I applied all three. Regression gave a meaningless negative value for j, with enormous error bars. Inspecting the residuals revealed that the failure of lagged-variable regression actually was good news, because the cause of this misbehavior was that Rt and Rt2 are not fully independent and are of nearly equal importance. Interdependence is intrinsic to the math, but coequality of significance confirms that the structure of the epidemiological model is appropriate to the problem.
So, as often happens in these problems, regression simultaneously tells us we're on the right track and refuses to give an answer. The individual brute force behavior estimates were k=2.4, j=0.52, with an SSE of about 0.27; the trajectory brute force behavior estimates were k=3.2, j=1, with an SSE of about 0.24. In a small case like this, chances are true that j and k lie between the individual and trajectory estimates, and because the exact value of j and k
is less important than the behavioral range they fall into, those numbers tell us:
- The social process runs on an internal dynamic. It is not being driven by outside factors like a celebrity, holiday, or news event. An insignificant difference in SSE between the trajectory and individual approaches indicates this.

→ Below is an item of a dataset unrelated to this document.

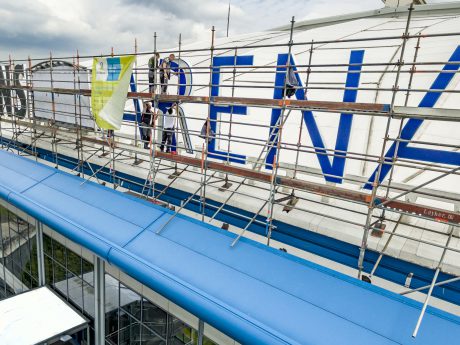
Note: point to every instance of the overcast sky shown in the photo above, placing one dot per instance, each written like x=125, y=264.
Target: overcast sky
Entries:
x=36, y=27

- #urbanfantasy has lousy persistence. Persistence=100%-j, so it's somewhere between 0 percent and 48 percent -- an F at any school.

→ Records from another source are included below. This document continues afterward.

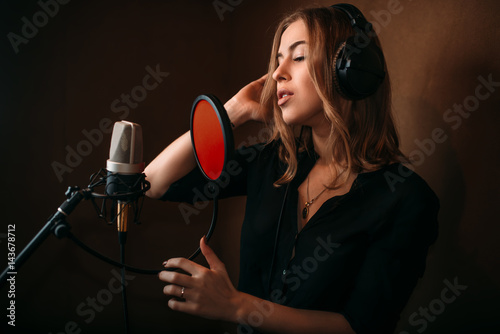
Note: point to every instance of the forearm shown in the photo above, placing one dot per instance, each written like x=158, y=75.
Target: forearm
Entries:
x=276, y=318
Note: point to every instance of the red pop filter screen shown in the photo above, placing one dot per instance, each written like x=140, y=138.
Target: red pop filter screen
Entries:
x=208, y=139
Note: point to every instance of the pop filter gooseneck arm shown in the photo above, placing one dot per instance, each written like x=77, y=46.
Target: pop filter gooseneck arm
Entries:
x=211, y=159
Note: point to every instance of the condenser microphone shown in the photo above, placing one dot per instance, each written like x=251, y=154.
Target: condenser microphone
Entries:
x=125, y=167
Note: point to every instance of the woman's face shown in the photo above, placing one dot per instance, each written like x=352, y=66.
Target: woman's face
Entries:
x=297, y=96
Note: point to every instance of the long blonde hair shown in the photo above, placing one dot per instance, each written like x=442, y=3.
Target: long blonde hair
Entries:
x=362, y=133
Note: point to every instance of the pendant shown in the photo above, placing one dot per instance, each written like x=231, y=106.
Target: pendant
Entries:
x=305, y=211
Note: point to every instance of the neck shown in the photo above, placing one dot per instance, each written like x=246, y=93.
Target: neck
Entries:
x=320, y=137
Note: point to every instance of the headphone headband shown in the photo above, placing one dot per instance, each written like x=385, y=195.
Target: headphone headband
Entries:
x=355, y=16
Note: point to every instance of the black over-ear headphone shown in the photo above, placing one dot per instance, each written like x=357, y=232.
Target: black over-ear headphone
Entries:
x=359, y=62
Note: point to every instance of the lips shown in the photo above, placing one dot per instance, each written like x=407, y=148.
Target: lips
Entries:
x=283, y=96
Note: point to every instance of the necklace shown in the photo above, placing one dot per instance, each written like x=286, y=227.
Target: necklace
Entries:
x=305, y=211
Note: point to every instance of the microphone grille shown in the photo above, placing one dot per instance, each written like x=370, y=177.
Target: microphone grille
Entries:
x=126, y=143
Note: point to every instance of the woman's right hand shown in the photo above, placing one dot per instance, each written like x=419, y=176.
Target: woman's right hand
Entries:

- #urbanfantasy is so viral it's chaotic. It's retweeted in sudden up-and-down bursts, sometimes absent completely, sometimes sweeping the community. Scoring virality as (k+4/8) to put it on the same "grade book" basis as persistence, k=2.4 corresponds to 80%, k=3.2 to 90%: a solid B in virality. It may not last long, but it's catchy.

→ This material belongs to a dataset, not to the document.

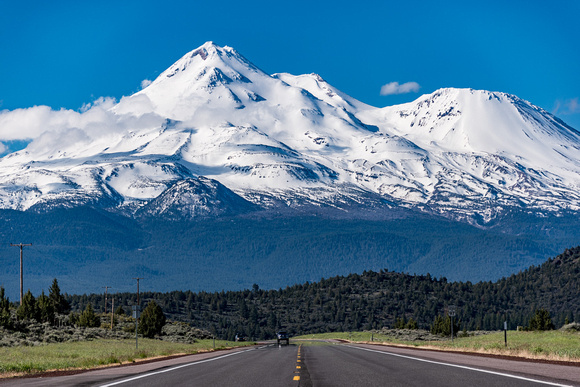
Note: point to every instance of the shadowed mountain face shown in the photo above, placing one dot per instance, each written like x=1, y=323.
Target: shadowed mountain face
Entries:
x=284, y=141
x=247, y=173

These three conclusions suggested some further non-epidemiological analysis, which revealed two more points of interest:
- Overcoming #urbanfantasy's persistence problem would be cheap. A log R:log F regression showed that the #urbanfantasy community fits a Zipf distribution, with the No. 1 user tweeting the hashtag 56 times, and 65 users only tweeting it once. The top nine (out of 107) participants accounted for exactly half of all tweets. If we target those urban fantasy evangelists with advance reading copies (ARC) with "urban fantasy" prominent on the cover, we can probably start an #urbanfantasy twitterdemic about a book.
- Twitter provides tremendous potential leverage for #urbanfantasy. Plugging the trajectory j and k estimates into the equation, we can calculate that if the nine most active point-of-contact social users tweeted about a book and hashtagged it #urbanfantasy, 37,000 followers would receive at least one retweet or response in one week. That's about 60 percent penetration of the 62,734 unique followers of the 107 active tweeters (unique means people who followed more than one were counted only once).
Of course, this was all an afternoon's amusement. For real-world clients, I'd examine a longer period and test additional hashtags like #sexyvampires, #shapeshifters, and #urbanwerewolves, seeking a hashtag that was at least as contagious (k=2.4 or better) and much more persistent (j=0.3 or lower) -- ideally a "straight A" hashtag (i.e. j<0.1 and k>3.2) reaching a bigger community. But even if we didn't... Hey, nine ARCs with the right two words reach 60 percent of a sizable, passionate reader community in one week.
The verdict is, #urbanfantasy might not be the very best hashtag for helping your vampire-slayer novel go viral, but it will certainly do till you find something better.